A frota foi comprada em 2012, começou a rodar em setembro de 2014, mas nunca funcionou simultaneamente. Os problemas começam apenas sete meses após o começo do funcionamento dos trens, quando um dos veículos descarrilou em 7 de abril de 2015, e culminaram no recolhimento da frota, em abril de 2016, devido à identificação de infiltração nos rolamentos.
Durante o período de conserto, novos problemas foram identificados como vazamento em amortecedores, falta de vedação da caixa de graxa, deformação das bolsas de ar (responsáveis por garantir a estabilização do veículo), deterioração nos batentes laterais e problemas na fixação dos carros com o truque. Todos itens fundamentais para a segurança dos trens.
Entenda o caso revelado pelo GDI
- Em 2012, a Trensurb comprou 15 novos trens do Consórcio FrotaPoa, formado pelas empresas Alstom e CAF.
- Os veículos começaram a operar a partir de setembro de 2014, mas já em abril de 2015 passaram a apresentar problemas, com o descarrilamento de um deles enquanto fazia uma viagem sem passageiros.
- Um ano depois, em abril de 2016, foi identificada infiltração de água nos rolamentos, o que influencia na segurança dos veículos. Toda frota foi retirada de circulação para conserto. MPF começou a investigar o caso.
- O MPF estabelece, em abril de 2018, o terceiro cronograma de entrega dos trens. Outros dois já haviam sido descumpridos pelo consórcio.
- Em maio de 2018, apenas quatro trens estavam em funcionamento.

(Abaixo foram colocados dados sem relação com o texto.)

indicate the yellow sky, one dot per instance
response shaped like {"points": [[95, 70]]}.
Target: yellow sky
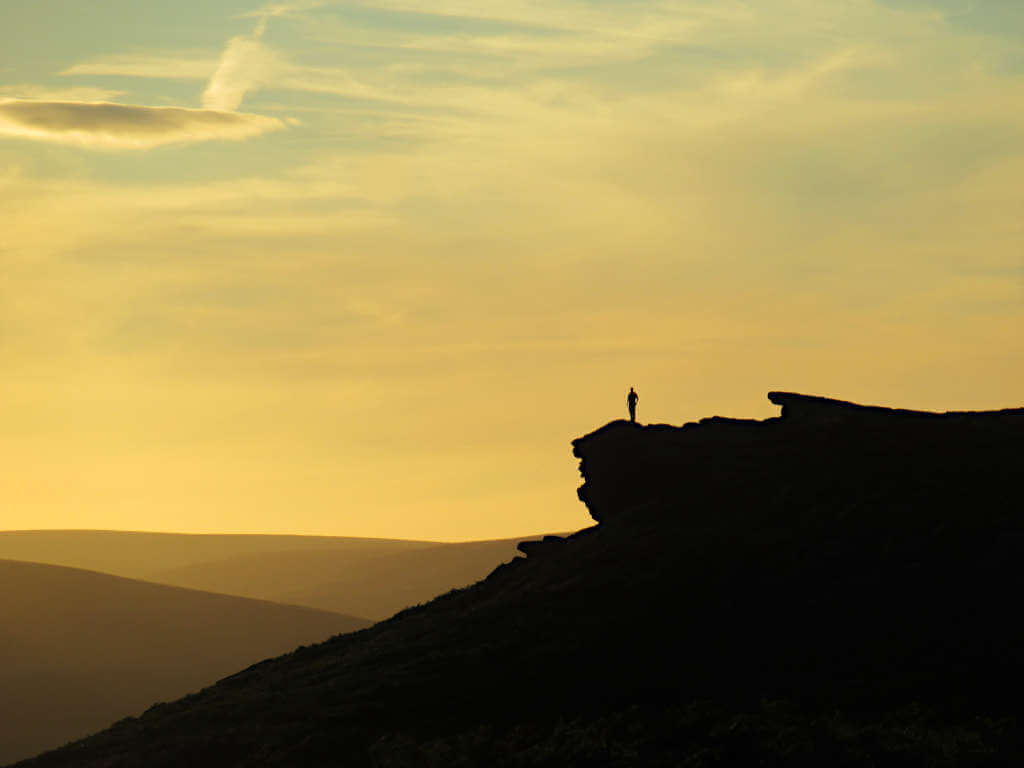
{"points": [[366, 269]]}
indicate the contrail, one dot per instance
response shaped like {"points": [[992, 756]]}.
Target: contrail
{"points": [[247, 62]]}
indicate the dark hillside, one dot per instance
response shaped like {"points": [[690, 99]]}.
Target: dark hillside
{"points": [[835, 587], [80, 649]]}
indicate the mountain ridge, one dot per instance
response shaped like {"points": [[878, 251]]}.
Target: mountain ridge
{"points": [[827, 587]]}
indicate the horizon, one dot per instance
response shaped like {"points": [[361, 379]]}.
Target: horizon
{"points": [[366, 269]]}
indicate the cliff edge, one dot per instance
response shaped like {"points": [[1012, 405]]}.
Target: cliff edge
{"points": [[836, 586]]}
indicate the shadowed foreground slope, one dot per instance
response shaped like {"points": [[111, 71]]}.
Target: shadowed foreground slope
{"points": [[835, 587], [80, 649]]}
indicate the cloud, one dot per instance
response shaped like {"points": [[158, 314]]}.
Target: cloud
{"points": [[43, 93], [246, 64], [183, 65], [130, 126]]}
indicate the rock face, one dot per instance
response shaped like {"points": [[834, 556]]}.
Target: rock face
{"points": [[730, 462], [837, 559]]}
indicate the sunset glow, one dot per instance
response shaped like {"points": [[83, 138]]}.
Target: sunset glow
{"points": [[367, 268]]}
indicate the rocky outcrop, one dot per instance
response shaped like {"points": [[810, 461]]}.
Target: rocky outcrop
{"points": [[836, 559], [629, 468]]}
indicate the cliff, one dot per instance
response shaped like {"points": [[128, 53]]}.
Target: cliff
{"points": [[837, 586]]}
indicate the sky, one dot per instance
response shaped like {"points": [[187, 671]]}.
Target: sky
{"points": [[366, 268]]}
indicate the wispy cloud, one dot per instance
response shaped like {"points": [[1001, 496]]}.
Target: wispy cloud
{"points": [[111, 125], [175, 65], [247, 62], [43, 93]]}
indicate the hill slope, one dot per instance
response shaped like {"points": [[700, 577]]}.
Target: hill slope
{"points": [[143, 555], [80, 649], [364, 582], [834, 587], [372, 578]]}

Reportagem do GDI detalhou uma série de 20 falhas mecânicas encontradas nos trens e mostrou ainda dificuldades de interlocução entre Trensurb e o consórcio.
- Em julho, nova reportagem do GDI mostrou que a Trensurb abriu mão de testes que, na época da entrega dos trens, em 2014, poderiam ter identificado problemas mecânicos existentes na frota.
- Uma semana antes do prazo final, em 28 de dezembro, o consórcio entrega o 15º trem para circulação. Dos 15 trens, porém, cinco não estão funcionando pois aguardam a chegada de peças para conclusão da manutenção preventiva.